Die Zwerge verteilten sich über die Anhöhe. Ich selbst ging mit Bilbo auf die Suche und da wir beide nicht genau wussten, wonach wir eigentlich suchen sollten, liefen wir etwas verdreht umher.
„Hier würde ich ehrlich gesagt nicht leben wollen", meinte Bilbo sah sich suchend um.
„Warum denn nicht?", fragte ich, obwohl ich mich hier auch nicht ganz wohl fühlte. Der Ort war mir zu kahl.
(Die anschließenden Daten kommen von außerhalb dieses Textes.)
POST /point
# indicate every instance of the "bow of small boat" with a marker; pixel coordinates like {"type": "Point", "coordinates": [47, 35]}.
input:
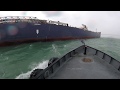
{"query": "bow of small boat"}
{"type": "Point", "coordinates": [82, 63]}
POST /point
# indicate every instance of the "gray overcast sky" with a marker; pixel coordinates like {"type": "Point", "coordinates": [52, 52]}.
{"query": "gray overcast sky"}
{"type": "Point", "coordinates": [106, 22]}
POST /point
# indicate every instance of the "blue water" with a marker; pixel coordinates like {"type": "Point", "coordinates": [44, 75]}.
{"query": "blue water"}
{"type": "Point", "coordinates": [19, 61]}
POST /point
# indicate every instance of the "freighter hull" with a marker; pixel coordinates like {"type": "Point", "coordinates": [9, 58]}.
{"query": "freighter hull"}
{"type": "Point", "coordinates": [20, 32]}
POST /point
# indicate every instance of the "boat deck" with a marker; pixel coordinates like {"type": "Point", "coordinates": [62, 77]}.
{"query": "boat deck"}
{"type": "Point", "coordinates": [92, 68]}
{"type": "Point", "coordinates": [83, 62]}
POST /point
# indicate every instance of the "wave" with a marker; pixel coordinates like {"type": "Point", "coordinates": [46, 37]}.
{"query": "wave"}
{"type": "Point", "coordinates": [41, 65]}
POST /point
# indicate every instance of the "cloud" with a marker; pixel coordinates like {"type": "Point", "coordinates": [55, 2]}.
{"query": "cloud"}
{"type": "Point", "coordinates": [52, 13]}
{"type": "Point", "coordinates": [106, 22]}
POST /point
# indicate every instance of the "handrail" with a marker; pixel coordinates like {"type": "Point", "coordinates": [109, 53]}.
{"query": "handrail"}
{"type": "Point", "coordinates": [66, 57]}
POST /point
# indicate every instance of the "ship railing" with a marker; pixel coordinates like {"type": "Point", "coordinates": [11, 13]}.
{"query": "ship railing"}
{"type": "Point", "coordinates": [57, 23]}
{"type": "Point", "coordinates": [13, 19]}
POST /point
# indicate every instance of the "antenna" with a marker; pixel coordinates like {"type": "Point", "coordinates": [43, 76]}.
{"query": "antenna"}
{"type": "Point", "coordinates": [83, 41]}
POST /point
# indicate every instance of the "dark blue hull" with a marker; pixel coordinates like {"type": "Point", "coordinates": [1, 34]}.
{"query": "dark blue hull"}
{"type": "Point", "coordinates": [29, 32]}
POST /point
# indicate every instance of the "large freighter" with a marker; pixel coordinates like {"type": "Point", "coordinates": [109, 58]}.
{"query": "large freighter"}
{"type": "Point", "coordinates": [18, 29]}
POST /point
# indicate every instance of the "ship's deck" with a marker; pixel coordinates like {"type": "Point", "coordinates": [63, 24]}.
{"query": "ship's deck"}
{"type": "Point", "coordinates": [83, 62]}
{"type": "Point", "coordinates": [93, 68]}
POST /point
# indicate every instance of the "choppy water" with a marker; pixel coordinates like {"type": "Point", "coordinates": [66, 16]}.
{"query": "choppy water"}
{"type": "Point", "coordinates": [19, 61]}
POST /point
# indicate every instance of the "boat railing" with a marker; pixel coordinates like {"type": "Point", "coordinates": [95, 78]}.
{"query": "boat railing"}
{"type": "Point", "coordinates": [85, 50]}
{"type": "Point", "coordinates": [13, 19]}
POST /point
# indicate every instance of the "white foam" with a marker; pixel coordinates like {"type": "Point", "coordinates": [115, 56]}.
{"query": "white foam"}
{"type": "Point", "coordinates": [42, 65]}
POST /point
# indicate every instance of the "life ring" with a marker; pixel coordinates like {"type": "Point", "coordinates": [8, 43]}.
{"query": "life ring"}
{"type": "Point", "coordinates": [34, 73]}
{"type": "Point", "coordinates": [52, 60]}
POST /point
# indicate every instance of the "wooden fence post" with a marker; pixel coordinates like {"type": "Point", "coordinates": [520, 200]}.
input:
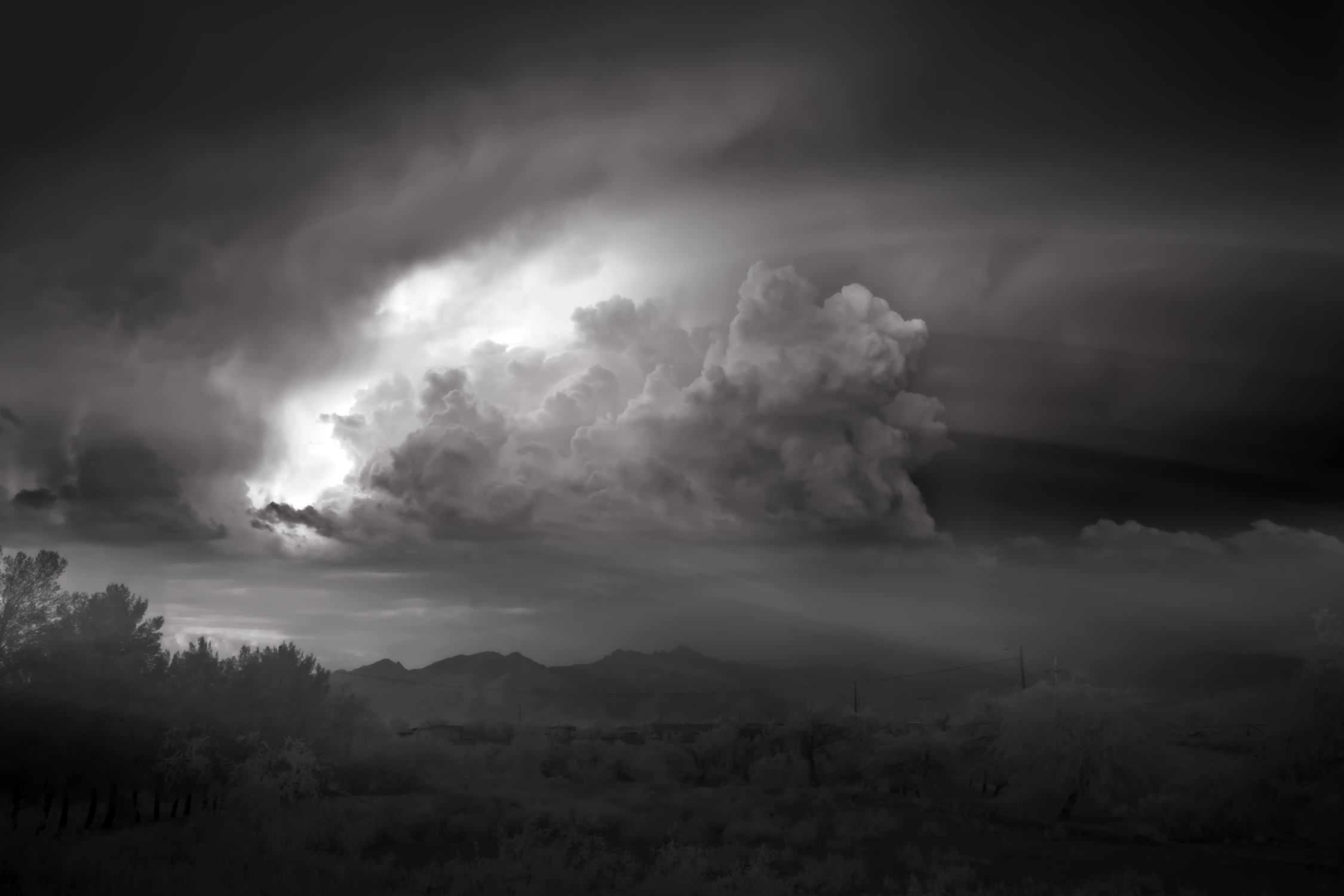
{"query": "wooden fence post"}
{"type": "Point", "coordinates": [93, 808]}
{"type": "Point", "coordinates": [46, 811]}
{"type": "Point", "coordinates": [111, 816]}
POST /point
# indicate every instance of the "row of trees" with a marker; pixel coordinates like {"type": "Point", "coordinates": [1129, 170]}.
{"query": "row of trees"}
{"type": "Point", "coordinates": [90, 700]}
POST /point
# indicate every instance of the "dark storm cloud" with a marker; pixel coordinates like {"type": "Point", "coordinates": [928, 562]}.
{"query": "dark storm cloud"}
{"type": "Point", "coordinates": [180, 278]}
{"type": "Point", "coordinates": [202, 208]}
{"type": "Point", "coordinates": [796, 414]}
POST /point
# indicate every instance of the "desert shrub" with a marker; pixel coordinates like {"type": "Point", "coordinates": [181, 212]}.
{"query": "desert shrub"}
{"type": "Point", "coordinates": [1060, 747]}
{"type": "Point", "coordinates": [1309, 748]}
{"type": "Point", "coordinates": [271, 774]}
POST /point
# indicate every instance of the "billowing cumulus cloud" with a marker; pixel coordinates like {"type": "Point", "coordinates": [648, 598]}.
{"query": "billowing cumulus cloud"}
{"type": "Point", "coordinates": [1110, 541]}
{"type": "Point", "coordinates": [797, 414]}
Bilbo zuckte die Schultern. „Ich bin glücklich da wo ich wohne und dieser Stein ist mir zu kalt und unbequem"
Ich nickte verstehend. Er liebte seine Heimat und fühlte sich dort wohl. „Freust du dich schon darauf, wieder zu Hause, vor deinem Kamin zu sitzen?"
Bilbo nickte und es war eine gewisse Art von Heimweh, die in seinen Augen aufleuchtete. „Ja, das ist be-"
Bilbo stockte und riss die Augen auf. Verwirrt sah ich ihn an.
„Was ist denn?", hakte ich nach, doch Bilbo deutete aufgeregt auf den Berg.
„Siehst du es nicht?", fragte er und fuchtelte mit seiner Hand vor meinen Augen herum. „Da, gerade aus"
„Nein, ich sehe nur Steine, Geröll, Fels und noch mehr Steine"
„Nein da", sagte Bilbo nun etwas energischer. Er drückte mir die Hand an die Backe und drehte meinen Kopf bestimmt so hin, dass ich seiner Meinung nach sehen musste, was auch immer da war. Und tatsächlich.
„Ist das eine Statue", fragte ich und starrte baff den riesigen Zwerg an, der in den Stein des Berges gemeißelt war. Und wirklich...mit riesig meine ich auch riesig. Ich musste den Kopf in den Nacken legen und konnte noch immer nicht bis ganz nach oben sehen, es stand - meiner leicht übertriebenen Meinung nach- in Konkurrenz mit einem Wolkenkratzer. Staunend betrachtete ich das Kunstwerk, ein gigantischer Zwerg, der eine Axt in Händen hielt. Ich verengte die Augen ein bisschen um besser sehen zu können.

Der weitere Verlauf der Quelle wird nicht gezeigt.